Sunday, February 3, 2013

Paradigm Shift: The Advantage of Loss

I want to talk about a paradigm shift, something that may seem backwards but when applied affects one's whole experience of the world. Here is the thought, direct from the words of Jesus: "Whoever wants to save his life will lose it, but she who loses her life for my sake will save it."

In the society of which I am a part, my peers and I are constantly striving to build upon what we've gained in order to secure the life that we want, and this often means keeping and cultivating what we have already established. This could be as basic as protecting the relationships that form our immediate community or making personal investments in a current job that we like and want to grow in further. It could involve building professional connections in a local sector of an industry (in my case, expanding my network in the local, Chicago theatre scene) and staying rooted in one locality in order to sustain and create credibility for oneself in that industry.

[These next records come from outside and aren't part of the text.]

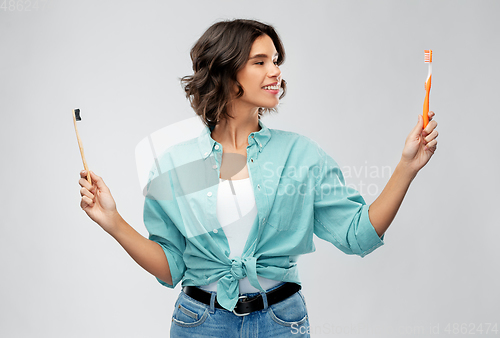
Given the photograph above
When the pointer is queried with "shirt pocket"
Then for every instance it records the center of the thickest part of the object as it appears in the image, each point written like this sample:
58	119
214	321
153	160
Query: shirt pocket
288	204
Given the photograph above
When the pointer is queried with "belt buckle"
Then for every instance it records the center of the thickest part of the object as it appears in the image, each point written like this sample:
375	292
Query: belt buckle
240	314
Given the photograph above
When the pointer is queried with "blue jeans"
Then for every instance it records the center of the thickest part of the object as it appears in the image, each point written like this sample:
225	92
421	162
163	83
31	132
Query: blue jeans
194	319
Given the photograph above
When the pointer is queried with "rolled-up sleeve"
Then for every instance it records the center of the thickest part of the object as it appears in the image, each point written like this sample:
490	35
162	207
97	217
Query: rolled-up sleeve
163	231
340	212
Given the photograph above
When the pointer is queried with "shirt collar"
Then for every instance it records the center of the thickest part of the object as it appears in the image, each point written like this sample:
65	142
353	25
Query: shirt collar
206	144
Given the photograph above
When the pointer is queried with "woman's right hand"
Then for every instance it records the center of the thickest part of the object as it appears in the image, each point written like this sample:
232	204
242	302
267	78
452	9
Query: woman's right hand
97	201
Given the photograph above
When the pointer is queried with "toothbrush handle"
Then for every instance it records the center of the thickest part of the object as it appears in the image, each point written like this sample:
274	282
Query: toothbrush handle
425	114
81	150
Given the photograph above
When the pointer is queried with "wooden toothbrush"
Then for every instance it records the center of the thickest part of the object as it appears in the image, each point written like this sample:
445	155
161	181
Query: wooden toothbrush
427	59
76	117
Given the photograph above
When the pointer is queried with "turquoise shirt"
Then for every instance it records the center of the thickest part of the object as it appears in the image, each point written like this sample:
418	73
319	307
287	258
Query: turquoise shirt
299	191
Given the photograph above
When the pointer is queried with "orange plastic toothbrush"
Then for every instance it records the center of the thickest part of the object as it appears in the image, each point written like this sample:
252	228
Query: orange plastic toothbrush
76	117
427	59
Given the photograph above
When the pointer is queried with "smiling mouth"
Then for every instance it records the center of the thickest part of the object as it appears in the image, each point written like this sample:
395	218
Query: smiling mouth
275	87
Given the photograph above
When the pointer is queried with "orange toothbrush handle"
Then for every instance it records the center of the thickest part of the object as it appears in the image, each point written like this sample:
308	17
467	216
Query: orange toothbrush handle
425	114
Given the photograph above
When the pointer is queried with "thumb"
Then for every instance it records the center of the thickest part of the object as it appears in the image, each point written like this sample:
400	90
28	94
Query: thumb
97	180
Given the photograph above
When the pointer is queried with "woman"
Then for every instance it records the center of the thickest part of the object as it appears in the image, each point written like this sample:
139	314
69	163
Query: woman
229	212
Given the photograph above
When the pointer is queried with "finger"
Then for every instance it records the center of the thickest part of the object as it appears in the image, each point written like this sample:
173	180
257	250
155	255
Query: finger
432	144
431	136
86	192
418	127
84	183
430	127
98	181
86	202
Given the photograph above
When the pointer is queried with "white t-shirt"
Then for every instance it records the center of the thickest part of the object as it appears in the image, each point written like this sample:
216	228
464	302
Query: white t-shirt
236	212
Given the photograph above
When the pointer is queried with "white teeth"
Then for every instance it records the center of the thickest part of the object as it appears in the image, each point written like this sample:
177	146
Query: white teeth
275	87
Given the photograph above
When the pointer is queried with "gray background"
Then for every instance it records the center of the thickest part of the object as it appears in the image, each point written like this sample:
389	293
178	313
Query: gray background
356	85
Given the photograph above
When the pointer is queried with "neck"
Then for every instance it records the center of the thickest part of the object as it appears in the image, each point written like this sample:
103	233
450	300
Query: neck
233	133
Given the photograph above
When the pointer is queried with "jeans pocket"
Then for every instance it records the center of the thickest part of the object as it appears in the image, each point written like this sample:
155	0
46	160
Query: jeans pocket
291	311
188	312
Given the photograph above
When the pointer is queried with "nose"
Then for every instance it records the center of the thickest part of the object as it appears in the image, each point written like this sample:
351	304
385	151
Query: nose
275	72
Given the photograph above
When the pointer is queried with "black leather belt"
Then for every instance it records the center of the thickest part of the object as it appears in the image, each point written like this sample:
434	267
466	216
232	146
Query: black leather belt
246	305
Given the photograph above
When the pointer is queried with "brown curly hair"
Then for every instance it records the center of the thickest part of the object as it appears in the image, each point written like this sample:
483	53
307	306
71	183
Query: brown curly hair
217	56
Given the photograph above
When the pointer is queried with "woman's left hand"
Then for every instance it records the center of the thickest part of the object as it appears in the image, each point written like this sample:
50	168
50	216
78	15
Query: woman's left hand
421	144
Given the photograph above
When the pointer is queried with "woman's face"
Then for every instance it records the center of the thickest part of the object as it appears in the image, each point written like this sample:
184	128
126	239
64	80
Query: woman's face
261	76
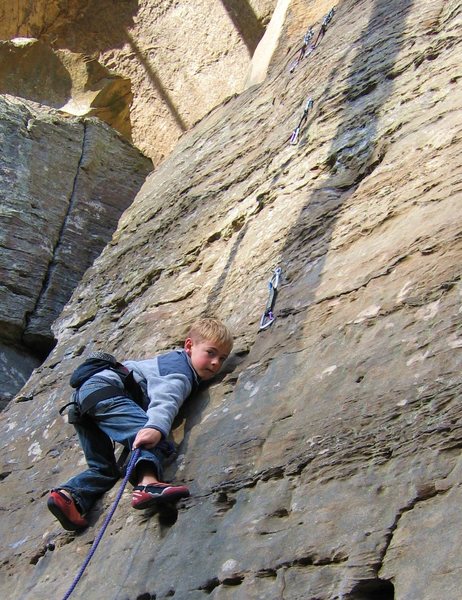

While each of the above scenarios are all good and well in themselves and have their proper place in the development of a thriving human life, I believe there are times when to stay in that "preservation" approach can actually undermine the growth that we need for our lives to move forward into realms of greater fulfillment and effectiveness. Once again, I am not saying that being rooted and establishing relationships in credibility in one place is a bad idea. (On the contrary, this can be quite necessary and beneficial in most cases, especially for people whose normal mode of operation is the opposite, simply bouncing from place to place.) But I do feel that there is an equally unhealthy emphasis on maintaining what we have, which keeps us from experiencing what awaits us as we let go of what is safe and predictable in our current state. Confused yet? Stay with me. ;-)

Let's explore this with an example from my life as an eighth grader. For some, the formidable years of middle school (or junior high as you might know it) are years that they would rather quickly forget, including their eighth grade year. For me, however, my eighth grade experience was one of the highlights of my educational, social formation. After two years gaining my bearings and finding my place in the obtuse adventure that is a magnet arts middle school, I arrived at my eighth grade year feeling on top of the game and in control of my destiny. I was well-liked by most of my peers (you can't please everyone, can you?), felt confident and respected as an active member of the theatre department and overall really liked the community of friends and colleagues--alright--teachers--that had been established up that point. That year was one of the most joy-filled years of my life and perhaps one in which I felt the most emotionally healthy.

So here is where this example comes into play with the subject at hand. Would it not be completely wrong and self-stunting for me (and for others with me in that king-of-the-world scenario) to stay in the eighth grade for at least one more year, despite the requirements that I leave my middle school life and advance into the ranks of the high school adventure? Most if not all of you reading this would unequivocally shout a unanimous "Yes!" (or at least think that such a question is ludicrous to ask in a scenario like mind where no academic reason for repeating the grade was necessary). And in this example, it seems all too clear that to move forward from one grade to another would be the obvious progression.

But what if I were back inside that eighth grade head of mine and thinking, "Why leave this place now? My community is solid, my reputation is intact, my artistic pursuits are smiled upon. I've got it made! I need to build in this place where I've developed roots for the past three years. What's another year or two going to hurt? This is where it's at."? I wonder if this is the mentality that we all too often get stuck in when given an increasing measure of success and comfort-level in our current life situations. You may retort, "Well, we're not in middle school anymore. This is adult life. This is different." But I ask, how do we know that the state we are in is in actuality the end of the season, ready to push us forward and out into the next? This is a question that I think is worthy of addressing, but which I will not attempt to address in this moment. Rather, I want to present the thought that there is a time to move on, and that in these times, the way forward feels counter-intuitive. We must often lose to gain, and if we keep too much when it is a time to give up, we can easily lose what we hope to gain as life and others move forward while we remain glued to the past.

I am considering grad school right now in New York City. That is the the looming change that is on the horizon for me, or the possibility thereof, at least. I have been in Chicago for the past four and a half years now, and it was only in the last few months that I was able to finally produce the very show that I came up here to develop. I am brimming with a wealth of rich relationships with the community that God has given me, and in certain work scenarios, particularly in the realm of some of my theatre teaching, I feel very much established and comfortable. However, there are other factors which are not quite settled yet, which I feel leaving Chicago and pursuing graduate study in NYC would further solidify, factors which I do not see as clear a solution for were I to stay in this beautiful city. I don't necessarily want to leave Chicago, the city of dreams (as I like to call it). But if I get into this grad program in New York, I know from my Chicago experience what rewards can come from leaving one city and starting a new life in another, as painful as the losing aspects of that transition can be.

What about you? Where might God or life be directing you to give up what's comfortable in consideration of gaining something greater where risk and unpredictability are assured?

Lose to gain, gain to lose. The cycle continues. What part of the cycle might you be in right now?